China: Manufacturing PMI dips in February; non-manufacturing PMI improves
The National Bureau of Statistics’ Manufacturing Purchasing Managers’ Index (PMI) dipped to 49.1 in February from 49.2 in January, matching market expectations. Consequently, the index remained below the 50.0 no-change threshold, signaling a continued deterioration in manufacturing sector operating conditions from the previous month. The headline print reflected improvements in the readings for output and employment.
The National Bureau of Statistics’ non-Manufacturing PMI came in at 51.4 in February, up from 50.7 in January and above market expectations. This was the result of stronger services activity more than offsetting a further slowdown in construction. Services activity likely benefited from New Year’s holiday spending.

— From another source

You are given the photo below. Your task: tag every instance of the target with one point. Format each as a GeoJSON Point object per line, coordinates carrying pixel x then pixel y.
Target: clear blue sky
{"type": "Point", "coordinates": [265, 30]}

Meanwhile, construction slowed due to the government’s efforts to reign in local debt and as the boost from Q4’s extra government bond issuance faded.
On the data and outlook, Nomura analysts said:
“The official PMIs are claimed to be seasonally adjusted. However, due to the shifting timing of the LNY holiday, any seasonal adjustment for LNY should be taken a pinch of salt. The sequential data in January-March should be cautiously interpreted, […]. With the manufacturing sector showing few signs of improvement, we expect the official manufacturing PMI to remain well below 50 in March. The service PMI could retreat markedly after February, as high-frequency mobility data after the LNY holiday suggest pent-up demand has quickly faded.”